All the Sweet, Satisfying Flavor, and Only Half the Sugar!
Two posts in one day? Either I've really turned over a new 'Bleaf' or I'm a total social reject.
Sadly, we all know the answer to that one, don't we?
I stole all my sister's music today. And I'm feeling good. A plethora of new CD's to add to miPod. Sometimes there's a twinge of guilt that gets me, but then I think, "Hey, I'm a good person, right?" And then it's gone. Mind over guilt, as I always say.
Here's the funny Thailand product quote for today, found on a notebook my sister gave me. It reads:
my Big sister
I could only have junior but she have all a silly donkey
, Miss blue betty and mr. Teddy .because she is The Biggest.
Funny, no? Here's what I think: I think a lot of those Thai producers just make all the grammatical and spelling errors they can because they know the silly foreign tourists love that crap. I swear. (Not often.)

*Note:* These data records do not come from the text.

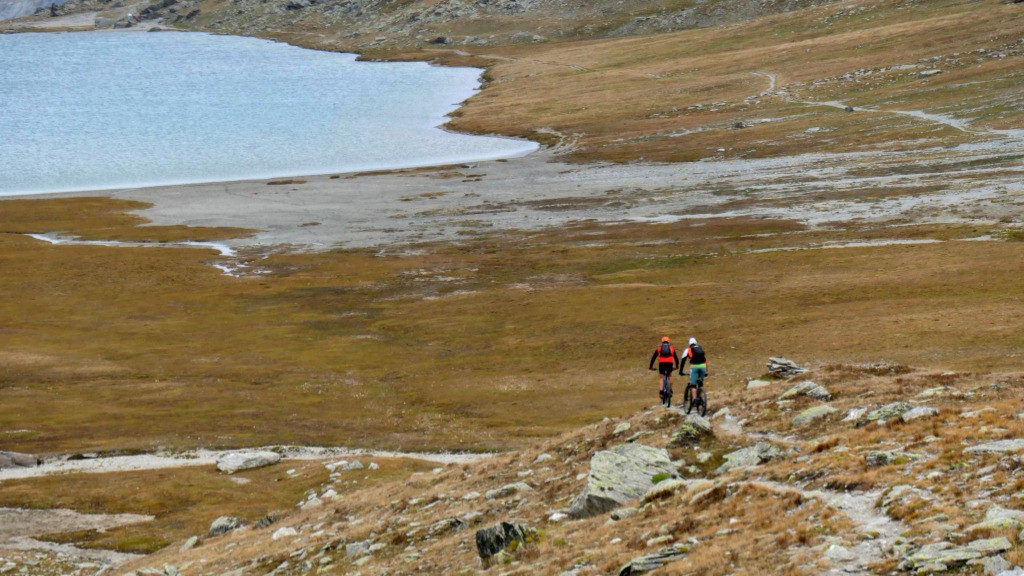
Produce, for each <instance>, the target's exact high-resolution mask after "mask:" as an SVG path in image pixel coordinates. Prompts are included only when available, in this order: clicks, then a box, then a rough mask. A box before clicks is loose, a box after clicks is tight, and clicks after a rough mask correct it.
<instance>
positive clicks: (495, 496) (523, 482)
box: [484, 482, 534, 500]
mask: <svg viewBox="0 0 1024 576" xmlns="http://www.w3.org/2000/svg"><path fill="white" fill-rule="evenodd" d="M532 491H534V489H532V488H531V487H530V486H529V485H528V484H526V483H525V482H516V483H514V484H506V485H505V486H502V487H501V488H495V489H494V490H488V491H487V492H486V494H484V496H486V497H487V499H488V500H494V499H495V498H504V497H505V496H511V495H512V494H516V493H519V492H532Z"/></svg>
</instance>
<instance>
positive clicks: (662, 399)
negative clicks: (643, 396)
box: [657, 374, 672, 408]
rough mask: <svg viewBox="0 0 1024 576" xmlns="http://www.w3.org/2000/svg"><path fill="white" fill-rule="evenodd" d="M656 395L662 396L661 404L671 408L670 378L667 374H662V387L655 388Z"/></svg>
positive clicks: (671, 392)
mask: <svg viewBox="0 0 1024 576" xmlns="http://www.w3.org/2000/svg"><path fill="white" fill-rule="evenodd" d="M657 396H658V397H660V398H662V406H665V407H667V408H672V378H671V377H670V375H669V374H662V389H659V390H657Z"/></svg>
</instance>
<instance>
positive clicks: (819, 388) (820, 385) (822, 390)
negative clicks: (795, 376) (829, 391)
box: [778, 380, 831, 402]
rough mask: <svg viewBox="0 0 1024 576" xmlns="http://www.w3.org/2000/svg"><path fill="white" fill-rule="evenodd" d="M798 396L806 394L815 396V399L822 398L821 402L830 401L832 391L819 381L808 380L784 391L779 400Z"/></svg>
mask: <svg viewBox="0 0 1024 576" xmlns="http://www.w3.org/2000/svg"><path fill="white" fill-rule="evenodd" d="M798 396H806V397H808V398H813V399H814V400H820V401H821V402H828V401H829V400H831V393H830V392H828V390H827V389H826V388H825V387H824V386H822V385H820V384H818V383H817V382H812V381H810V380H806V381H803V382H800V383H798V384H796V385H795V386H793V387H792V388H790V389H787V390H785V392H784V393H782V396H780V397H779V398H778V399H779V400H788V399H791V398H796V397H798Z"/></svg>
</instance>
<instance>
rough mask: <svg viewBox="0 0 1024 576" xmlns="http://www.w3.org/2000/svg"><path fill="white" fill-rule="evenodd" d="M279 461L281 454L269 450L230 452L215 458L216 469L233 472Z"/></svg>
mask: <svg viewBox="0 0 1024 576" xmlns="http://www.w3.org/2000/svg"><path fill="white" fill-rule="evenodd" d="M280 461H281V454H278V453H276V452H270V451H269V450H260V451H256V452H230V453H228V454H224V455H223V456H221V457H220V458H218V459H217V469H218V470H220V471H222V472H227V474H234V472H237V471H242V470H249V469H253V468H261V467H263V466H269V465H270V464H276V463H278V462H280Z"/></svg>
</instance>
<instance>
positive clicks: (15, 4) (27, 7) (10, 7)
mask: <svg viewBox="0 0 1024 576" xmlns="http://www.w3.org/2000/svg"><path fill="white" fill-rule="evenodd" d="M65 1H66V0H0V20H5V19H11V18H19V17H22V16H29V15H32V14H34V13H35V12H36V10H38V9H39V8H46V7H49V6H50V5H51V4H57V5H60V4H63V3H65Z"/></svg>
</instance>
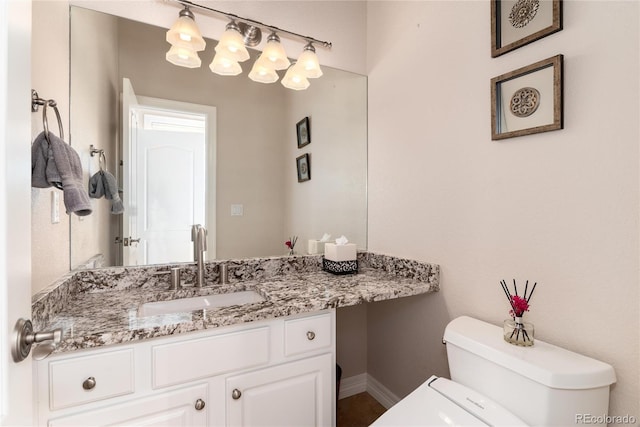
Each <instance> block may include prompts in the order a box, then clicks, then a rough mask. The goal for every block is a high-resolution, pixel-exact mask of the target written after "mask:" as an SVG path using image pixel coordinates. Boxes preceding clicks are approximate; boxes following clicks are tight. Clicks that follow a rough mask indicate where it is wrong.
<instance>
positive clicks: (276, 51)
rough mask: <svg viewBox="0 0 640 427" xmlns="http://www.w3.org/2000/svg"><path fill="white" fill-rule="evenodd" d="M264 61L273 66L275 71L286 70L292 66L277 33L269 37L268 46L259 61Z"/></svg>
mask: <svg viewBox="0 0 640 427" xmlns="http://www.w3.org/2000/svg"><path fill="white" fill-rule="evenodd" d="M260 60H264V61H266V63H267V64H271V67H272V68H273V69H274V70H286V69H287V68H289V66H290V65H291V62H290V61H289V58H287V54H286V52H285V51H284V47H282V43H280V37H278V35H277V34H276V33H275V32H272V33H271V34H269V37H267V44H266V46H265V47H264V50H263V51H262V54H261V55H260V58H259V59H258V61H260Z"/></svg>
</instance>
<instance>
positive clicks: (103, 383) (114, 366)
mask: <svg viewBox="0 0 640 427" xmlns="http://www.w3.org/2000/svg"><path fill="white" fill-rule="evenodd" d="M91 378H93V381H92V380H91ZM49 384H50V386H49V406H50V408H51V409H52V410H55V409H61V408H66V407H69V406H75V405H80V404H83V403H89V402H95V401H97V400H102V399H107V398H110V397H115V396H121V395H123V394H129V393H133V392H134V389H135V385H134V375H133V350H132V349H129V350H120V351H113V352H108V353H101V354H97V355H94V356H83V357H74V358H70V359H65V360H61V361H54V362H51V363H50V364H49Z"/></svg>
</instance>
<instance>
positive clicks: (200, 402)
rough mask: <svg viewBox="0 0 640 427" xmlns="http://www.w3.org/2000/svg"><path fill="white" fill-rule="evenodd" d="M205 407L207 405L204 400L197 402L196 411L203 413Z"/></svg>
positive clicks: (197, 400) (199, 400)
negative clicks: (202, 412)
mask: <svg viewBox="0 0 640 427" xmlns="http://www.w3.org/2000/svg"><path fill="white" fill-rule="evenodd" d="M204 405H205V403H204V400H202V399H198V400H196V410H197V411H202V410H203V409H204Z"/></svg>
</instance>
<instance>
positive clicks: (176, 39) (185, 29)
mask: <svg viewBox="0 0 640 427" xmlns="http://www.w3.org/2000/svg"><path fill="white" fill-rule="evenodd" d="M167 41H168V42H169V43H171V44H172V45H173V46H179V47H184V48H190V49H192V50H195V51H196V52H198V51H201V50H204V47H205V46H206V43H205V41H204V39H203V38H202V34H200V30H199V29H198V26H197V25H196V21H194V20H193V19H191V18H189V17H188V16H181V17H179V18H178V20H177V21H176V22H175V23H174V24H173V26H172V27H171V29H170V30H169V31H167Z"/></svg>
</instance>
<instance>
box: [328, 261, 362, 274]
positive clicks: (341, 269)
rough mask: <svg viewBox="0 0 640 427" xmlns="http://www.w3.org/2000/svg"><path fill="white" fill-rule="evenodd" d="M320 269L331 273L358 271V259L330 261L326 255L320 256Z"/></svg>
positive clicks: (355, 272) (339, 273) (338, 273)
mask: <svg viewBox="0 0 640 427" xmlns="http://www.w3.org/2000/svg"><path fill="white" fill-rule="evenodd" d="M322 269H323V270H324V271H328V272H329V273H333V274H352V273H357V272H358V261H357V260H351V261H331V260H330V259H327V258H326V257H324V258H322Z"/></svg>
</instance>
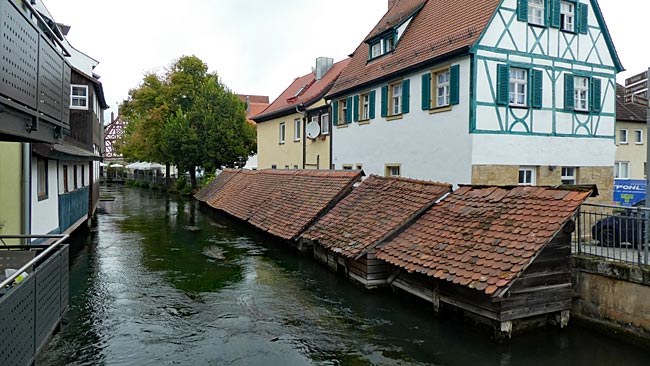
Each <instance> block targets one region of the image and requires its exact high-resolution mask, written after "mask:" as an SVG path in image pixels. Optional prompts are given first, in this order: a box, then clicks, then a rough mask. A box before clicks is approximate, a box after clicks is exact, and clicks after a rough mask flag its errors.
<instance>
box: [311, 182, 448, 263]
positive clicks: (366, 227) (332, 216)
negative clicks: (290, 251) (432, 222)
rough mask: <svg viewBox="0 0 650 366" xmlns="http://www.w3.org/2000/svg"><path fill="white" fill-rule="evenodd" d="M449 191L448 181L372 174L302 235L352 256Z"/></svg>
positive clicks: (378, 239) (358, 253)
mask: <svg viewBox="0 0 650 366" xmlns="http://www.w3.org/2000/svg"><path fill="white" fill-rule="evenodd" d="M449 192H451V185H449V184H442V183H434V182H428V181H420V180H413V179H406V178H384V177H379V176H376V175H371V176H370V177H368V179H366V180H365V181H364V182H363V183H362V184H361V185H360V186H359V187H357V188H356V189H355V190H354V191H353V192H352V193H351V194H350V195H349V196H347V197H346V198H345V199H343V200H342V201H341V202H339V203H338V204H337V205H336V206H335V207H334V208H333V209H332V210H331V211H329V212H328V213H327V214H326V215H325V216H323V218H322V219H320V220H318V222H317V223H316V224H314V226H312V227H311V228H310V229H309V230H307V232H305V234H304V235H303V237H304V238H306V239H309V240H315V241H318V243H319V244H320V245H322V246H324V247H325V248H329V249H331V250H333V251H335V252H337V253H340V254H341V255H343V256H345V257H348V258H354V257H356V256H358V255H361V254H363V253H364V252H365V251H366V250H367V249H370V248H371V247H372V246H374V245H376V244H378V243H379V242H381V241H382V240H384V239H386V238H387V237H388V236H389V235H390V234H392V233H394V232H395V231H396V230H398V229H399V228H400V227H402V226H404V225H405V224H406V223H407V222H408V221H410V220H412V219H413V218H414V217H415V216H416V215H417V214H418V213H421V212H422V211H423V210H425V209H426V208H428V207H430V206H431V205H432V204H433V203H434V202H435V201H436V200H438V199H440V197H442V196H443V195H445V194H446V193H449Z"/></svg>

Today I met a time traveling man. He was wandering around downtown. He was pretty sweaty and told a friend and I that he had the ability to jump forward and back through time. I got a good chuckle out of this, but then he went on to describe it with incredible detail, which was when I started being all weirded out. He started talking all about the different dimensions and the access to them that he was capable of, but warned us not to try it. He said it caused him to have migraine headaches with frightening regularity. He cautioned us, saying that we wouldn't have the proper technology for another 30 or 40 years. I was pretty disappointed for a while, and really kinda bummed out at the fact that this guy could do all of this stuff, but that we weren't allowed. Of course, I only felt that way until he reassured us right before he left that everything he had just said was, as he eloquently phrased it, "a huge boquet of cow-shit". I'm pretty sure he meant bull instead of cow, but I assumed that when you are that hopped up on goofballs, cows and bulls are all the same pink, flying creatures. After he left I thought about what he had to say, and it almost seemed to fit, so it was disappointing to hear about the manure.
All in all, a real top-drawer day. Yup, definitely right in there with all the socks, boxer-briefs, and wifebeaters.